U.K.-based Virgin Media O2 household behavior research showed that when customers are watching a big screen TV, an average four additional screens are being viewed at the same time. “That’s a high number of active screens,” said David Bouchier, chief TV and entertainment officer, “so we’re very conscious as a business that we need to deliver the right service for the right screen.”

TikTok in its current form lends itself only to short viewing on small devices, Bouchier said. He noted Spanish broadband provider Telefonica has a curated version of TikTok on its set-top box and said Virgin Media has had talks with TikTok about the social media company's plans to “move to the big screen and how that would look.” TikTok acknowledged the consumer experience changes when on the big screen “because it’s not a one-to-one individual viewing experience,” Bouchier said.

Virgin Media has had YouTube on its set-tops for a while, and it’s not the favorite app for a family to view on VOD, Bouchier said. Social media services will have to evolve a big-screen version of their services, “and we’re constantly talking to them about how we would provide for that.”

Addressing the wide gap in viewing preferences among its traditional pay-TV and broadband streaming customers, Bouchier said of the under-25 subscriber, it’s “very difficult to get them to watch any of the traditional long-form media on the big screen, except when they’re watching with the rest of the family.” Those statistics are “very troubling” for broadcasters and the U.K. government, “which wants to see the U.K. businesses that tell U.K. stories engaging with that young audience.
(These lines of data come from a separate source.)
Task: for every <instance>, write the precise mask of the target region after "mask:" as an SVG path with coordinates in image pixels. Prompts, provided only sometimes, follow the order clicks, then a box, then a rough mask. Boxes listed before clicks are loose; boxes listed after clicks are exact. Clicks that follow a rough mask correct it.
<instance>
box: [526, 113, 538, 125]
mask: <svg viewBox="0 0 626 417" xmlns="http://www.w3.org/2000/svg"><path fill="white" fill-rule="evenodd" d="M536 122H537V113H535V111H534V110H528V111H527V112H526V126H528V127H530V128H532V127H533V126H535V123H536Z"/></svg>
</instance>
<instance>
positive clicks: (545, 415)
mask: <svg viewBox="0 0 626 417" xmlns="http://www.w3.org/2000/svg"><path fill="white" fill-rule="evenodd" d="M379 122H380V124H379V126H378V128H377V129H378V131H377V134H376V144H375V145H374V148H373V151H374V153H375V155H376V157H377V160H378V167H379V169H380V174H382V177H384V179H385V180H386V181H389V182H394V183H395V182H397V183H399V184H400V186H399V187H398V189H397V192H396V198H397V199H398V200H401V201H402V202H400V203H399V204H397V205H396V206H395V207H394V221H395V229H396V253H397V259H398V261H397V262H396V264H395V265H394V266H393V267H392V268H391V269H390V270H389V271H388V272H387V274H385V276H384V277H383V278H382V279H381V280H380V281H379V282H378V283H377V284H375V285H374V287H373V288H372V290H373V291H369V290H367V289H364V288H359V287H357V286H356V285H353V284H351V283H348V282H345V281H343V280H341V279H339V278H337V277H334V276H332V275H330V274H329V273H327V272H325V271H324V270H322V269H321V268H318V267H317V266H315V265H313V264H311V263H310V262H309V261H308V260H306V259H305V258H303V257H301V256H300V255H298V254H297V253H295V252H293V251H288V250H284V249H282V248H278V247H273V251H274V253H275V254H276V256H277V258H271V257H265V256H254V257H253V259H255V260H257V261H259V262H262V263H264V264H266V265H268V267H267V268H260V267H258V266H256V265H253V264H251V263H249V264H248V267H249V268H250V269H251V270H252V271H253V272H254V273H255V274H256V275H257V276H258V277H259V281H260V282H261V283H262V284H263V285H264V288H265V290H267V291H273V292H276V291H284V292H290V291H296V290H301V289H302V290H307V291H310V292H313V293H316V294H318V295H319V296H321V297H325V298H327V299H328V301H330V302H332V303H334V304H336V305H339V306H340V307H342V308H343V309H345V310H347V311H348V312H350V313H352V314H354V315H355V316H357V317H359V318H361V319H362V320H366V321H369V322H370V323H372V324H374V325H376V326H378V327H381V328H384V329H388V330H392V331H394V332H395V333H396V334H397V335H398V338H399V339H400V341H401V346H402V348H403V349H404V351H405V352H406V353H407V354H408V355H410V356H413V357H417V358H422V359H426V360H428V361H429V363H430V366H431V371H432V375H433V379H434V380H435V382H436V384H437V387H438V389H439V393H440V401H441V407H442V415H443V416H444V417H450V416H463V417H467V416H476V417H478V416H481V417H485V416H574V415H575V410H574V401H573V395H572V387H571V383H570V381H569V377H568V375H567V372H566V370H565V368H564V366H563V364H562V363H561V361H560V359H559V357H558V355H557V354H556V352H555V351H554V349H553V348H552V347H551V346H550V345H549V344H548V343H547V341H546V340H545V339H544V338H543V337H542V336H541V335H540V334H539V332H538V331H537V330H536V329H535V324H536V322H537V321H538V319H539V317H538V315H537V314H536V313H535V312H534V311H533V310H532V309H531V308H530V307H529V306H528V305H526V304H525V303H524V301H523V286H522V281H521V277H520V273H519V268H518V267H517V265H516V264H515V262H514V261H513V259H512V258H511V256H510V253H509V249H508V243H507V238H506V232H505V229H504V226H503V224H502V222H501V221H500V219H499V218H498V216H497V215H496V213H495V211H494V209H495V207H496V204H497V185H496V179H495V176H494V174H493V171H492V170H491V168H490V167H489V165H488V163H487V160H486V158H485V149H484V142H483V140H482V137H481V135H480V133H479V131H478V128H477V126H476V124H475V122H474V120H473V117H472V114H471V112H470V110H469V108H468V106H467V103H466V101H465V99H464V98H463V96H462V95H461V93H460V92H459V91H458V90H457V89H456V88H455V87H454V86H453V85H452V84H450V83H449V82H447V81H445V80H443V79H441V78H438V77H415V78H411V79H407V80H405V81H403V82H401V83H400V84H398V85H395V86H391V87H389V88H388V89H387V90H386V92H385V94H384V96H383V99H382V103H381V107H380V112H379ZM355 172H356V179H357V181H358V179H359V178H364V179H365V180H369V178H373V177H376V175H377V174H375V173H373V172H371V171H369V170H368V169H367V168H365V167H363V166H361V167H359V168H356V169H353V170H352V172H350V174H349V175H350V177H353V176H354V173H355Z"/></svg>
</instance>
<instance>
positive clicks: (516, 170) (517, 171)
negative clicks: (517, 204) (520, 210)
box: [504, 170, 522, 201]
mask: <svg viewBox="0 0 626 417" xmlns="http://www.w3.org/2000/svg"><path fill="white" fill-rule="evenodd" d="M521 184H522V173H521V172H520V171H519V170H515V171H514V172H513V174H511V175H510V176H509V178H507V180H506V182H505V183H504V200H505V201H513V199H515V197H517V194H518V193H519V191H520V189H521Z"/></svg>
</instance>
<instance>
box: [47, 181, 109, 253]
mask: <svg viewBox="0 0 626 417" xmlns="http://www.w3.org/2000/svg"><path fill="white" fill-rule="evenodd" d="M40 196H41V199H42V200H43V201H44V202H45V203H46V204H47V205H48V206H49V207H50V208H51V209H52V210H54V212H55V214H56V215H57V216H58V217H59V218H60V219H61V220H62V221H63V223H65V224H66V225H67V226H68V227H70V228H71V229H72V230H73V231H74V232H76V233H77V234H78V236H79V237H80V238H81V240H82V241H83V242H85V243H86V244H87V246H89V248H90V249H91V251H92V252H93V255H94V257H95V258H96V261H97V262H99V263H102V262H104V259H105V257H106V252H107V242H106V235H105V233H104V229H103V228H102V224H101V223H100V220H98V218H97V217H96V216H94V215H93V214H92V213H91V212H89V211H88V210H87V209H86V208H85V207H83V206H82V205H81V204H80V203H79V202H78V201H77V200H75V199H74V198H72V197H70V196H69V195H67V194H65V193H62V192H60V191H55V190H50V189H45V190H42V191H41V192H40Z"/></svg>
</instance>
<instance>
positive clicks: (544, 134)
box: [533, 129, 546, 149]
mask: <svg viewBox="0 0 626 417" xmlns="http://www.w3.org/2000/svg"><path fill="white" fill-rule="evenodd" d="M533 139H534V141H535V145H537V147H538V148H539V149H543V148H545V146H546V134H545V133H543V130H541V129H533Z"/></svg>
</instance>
That is really a challenge," he said.

Commenting on Netflix’s ad-supported tier that launched last week, Crackle’s Olive compared Netflix’s move to Hulu early on, “putting itself alongside broadcast networks” in the U.S: “I think it’s going to move a lot more advertising and advertising dollars to [connected TV] and to streaming.” The key will be the price of the ads and the cost per thousand impressions (CPM) of advertising on Netflix. Olive cited reports of “upwards of $65 CPMs” in the U.S., “which could be ten times a household CPM on cable television.” Because the ad tier is a new "bright shiny object," he said, “right now they can get it."

Netflix's ad tier should bring more overall dollars to the streaming space, Olive said. Dollars allocated to digital advertising compared with time spent on connected TV “is not there yet" vs. where it should be, he said. Netflix' ad-supported VOD tier is a “sea change move for a lot of those brands to move the money over where it really should be.”

The Netflix ad tier will draw advertiser attention to streaming services, said Manish Bhatia, chief growth and product officer-media division, Kantar, a data analytics company. “Advertisers who may have been hesitant will come in and definitely play here, so it will be a larger swimming pool for everybody to swim in.”

It’s all about the price point,” said Virgin Media’s Bouchier. “If they’re looking for the value customer, it's going to take a couple of dollars, a couple of pounds off their subscription.” Because Virgin bundles Netflix, “we are potentially impacted,” he said.